# New Seynaeve suit



## Evan Stuart (May 19, 2011)

Well, after four months of waiting it finally came in! I will get to use it tonight and will post some thoughts and hopefully pictures. 

It is a competition jacket with PSA bicep covers and semi competition pants.

Initial impression:

-Very high attention to detail. 
- Great fit
- A little stiff in shoulders, upper arms, and legs. Possibly due to PSA bicep covers and never being worked in.
- High quality material
- Light weight


----------



## Joby Becker (Dec 13, 2009)

Evan Stuart said:


> Well, after four months of waiting it finally came in! I will get to use it tonight and will post some thoughts and hopefully pictures.
> 
> It is a competition jacket with PSA bicep covers and semi competition pants.
> 
> ...


cool..
post video please...pictures just dont show the whole picture


----------



## Jonathan Katz (Jan 11, 2010)

It will soften up before you know it. The bicep cuff with slightly affect the bend in the elbo, but you will love the fact that it will keep your suit new for a long long time. I'm about to change the second cuff on my suit, but when you cut it off the arm looks brand new. 

Use it in good health!


----------



## Evan Stuart (May 19, 2011)

Nobody had a camera so no pictures or video. Nearly broken in after one training session (jacket anyway). Pants are still pretty stiff but we don't have any leg dogs so we will see after this weekend when I get some dogs that will grip legs. Regardless, they are still more mobile than any training weight pants I've worn. The system they use to hold tube pants up is brilliant. Hardly any of the weight is on the shoulders, making then great for long training sessions.

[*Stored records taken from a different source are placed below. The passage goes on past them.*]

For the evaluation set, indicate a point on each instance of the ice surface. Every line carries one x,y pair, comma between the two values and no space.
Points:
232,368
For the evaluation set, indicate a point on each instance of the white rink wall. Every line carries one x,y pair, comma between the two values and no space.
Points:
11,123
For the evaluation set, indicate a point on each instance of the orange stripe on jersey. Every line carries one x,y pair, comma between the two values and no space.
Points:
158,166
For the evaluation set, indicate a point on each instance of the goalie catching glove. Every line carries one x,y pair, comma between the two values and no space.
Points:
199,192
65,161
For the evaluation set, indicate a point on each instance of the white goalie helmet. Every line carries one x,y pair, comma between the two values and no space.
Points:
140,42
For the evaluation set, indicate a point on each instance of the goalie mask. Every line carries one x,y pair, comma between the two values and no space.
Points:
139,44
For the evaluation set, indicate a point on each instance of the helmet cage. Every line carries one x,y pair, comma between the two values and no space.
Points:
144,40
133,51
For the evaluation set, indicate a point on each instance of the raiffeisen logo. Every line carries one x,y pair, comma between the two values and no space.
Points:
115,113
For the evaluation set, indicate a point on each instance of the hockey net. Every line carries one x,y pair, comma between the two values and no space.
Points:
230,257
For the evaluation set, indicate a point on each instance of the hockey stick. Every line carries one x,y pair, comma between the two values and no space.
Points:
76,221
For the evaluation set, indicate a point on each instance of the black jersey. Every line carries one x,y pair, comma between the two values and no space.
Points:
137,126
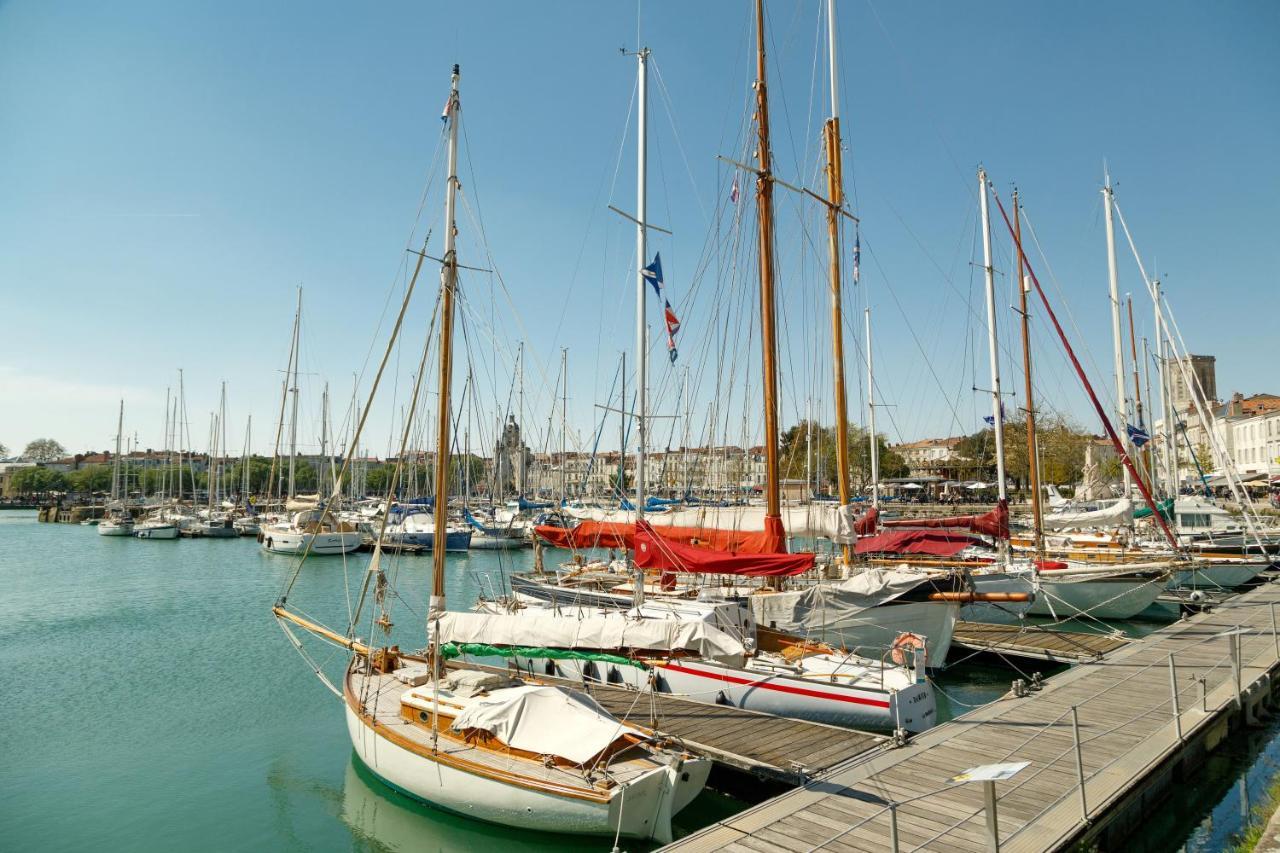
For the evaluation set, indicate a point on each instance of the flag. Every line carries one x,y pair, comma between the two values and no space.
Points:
858,258
672,320
653,273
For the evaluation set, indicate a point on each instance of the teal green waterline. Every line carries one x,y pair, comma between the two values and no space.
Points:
151,702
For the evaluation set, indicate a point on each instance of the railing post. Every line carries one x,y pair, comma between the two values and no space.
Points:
1079,763
992,821
1235,669
1275,635
1173,687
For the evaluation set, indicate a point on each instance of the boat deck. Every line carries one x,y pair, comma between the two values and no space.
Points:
382,696
768,747
1129,742
1034,642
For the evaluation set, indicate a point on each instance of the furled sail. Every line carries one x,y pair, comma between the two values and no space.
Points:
991,524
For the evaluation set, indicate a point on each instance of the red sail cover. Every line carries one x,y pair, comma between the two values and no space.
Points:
657,551
926,542
616,534
991,524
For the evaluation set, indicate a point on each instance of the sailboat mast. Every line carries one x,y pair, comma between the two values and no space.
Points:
835,203
293,389
1028,389
992,350
448,284
641,258
768,340
115,465
1116,338
871,411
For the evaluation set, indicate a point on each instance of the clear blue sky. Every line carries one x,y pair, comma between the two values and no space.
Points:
170,172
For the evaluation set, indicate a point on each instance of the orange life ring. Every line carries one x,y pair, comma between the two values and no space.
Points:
904,642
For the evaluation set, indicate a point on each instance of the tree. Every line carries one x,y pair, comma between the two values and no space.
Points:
44,450
92,478
37,480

Took first grip to the bicep and didn't get my an out so I do have a nice bruise. I've only within training weight so I hadn't changed my technique. Learned very quickly though! 

All in all, the suit is great and I can't wait to use it more.


----------



## Joby Becker (Dec 13, 2009)

Evan Stuart said:


> *Took first grip to the bicep and didn't get my an out so I do have a nice bruise.* I've only within training weight so I hadn't changed my technique. Learned very quickly though!
> 
> All in all, the suit is great and I can't wait to use it more.


what didnt you get out?

Super cool. I had a Euro Joe suit that had the belt around the waist, it did help tremendously, they were heavy pants...


----------



## Evan Stuart (May 19, 2011)

Sorry, was supposed to say arm. Just wasnt used to having all of that room inside the jacket.


----------



## Daniel Lybbert (Nov 23, 2010)

how much $?


----------



## Evan Stuart (May 19, 2011)

Daniel Lybbert said:


> how much $?


$1665. That is with two tone pants and bicep covers for each arm. Would have been $50 more for shipping but I live close enough to Thad that I picked it up.

Solid color suit is $1450 shipped. Add $75 for two tone ($150 for pants and jacket).


----------



## Kadi Thingvall (Jan 22, 2007)

Evan Stuart said:


> Well, after four months of waiting it finally came in! I will get to use it tonight and will post some thoughts and hopefully pictures.


Why did it take 4 months? We have a decoy looking at purchasing a new suit, plan is to probably go with Demanet but they have been considering other brands also. I know delivery time is one of the bigger factors that will effect the purchase.


----------



## Joby Becker (Dec 13, 2009)

Evan Stuart said:


> Sorry, was supposed to say arm. Just wasnt used to having all of that room inside the jacket.


why would you want to get your arm out? 

Dont you want to encourage the dogs to bite your bicep, and not just the suit?


----------



## Thomas Barriano (Mar 27, 2006)

Joby Becker said:


> why would you want to get your arm out?
> 
> Dont you want to encourage the dogs to bite your bicep, and not just the suit?



Joby

Why wouldn't you want the dog to bite material and not you?
I thought all the great French ring trial decoys in those thin trial bite suits relied on slipping inside the suit so the dog was biting on material and not flesh?


----------



## Joby Becker (Dec 13, 2009)

Thomas Barriano said:


> Joby
> 
> Why wouldn't you want the dog to bite material and not you?
> I thought all the great French ring trial decoys in those thin trial bite suits relied on slipping inside the suit so the dog was biting on material and not flesh?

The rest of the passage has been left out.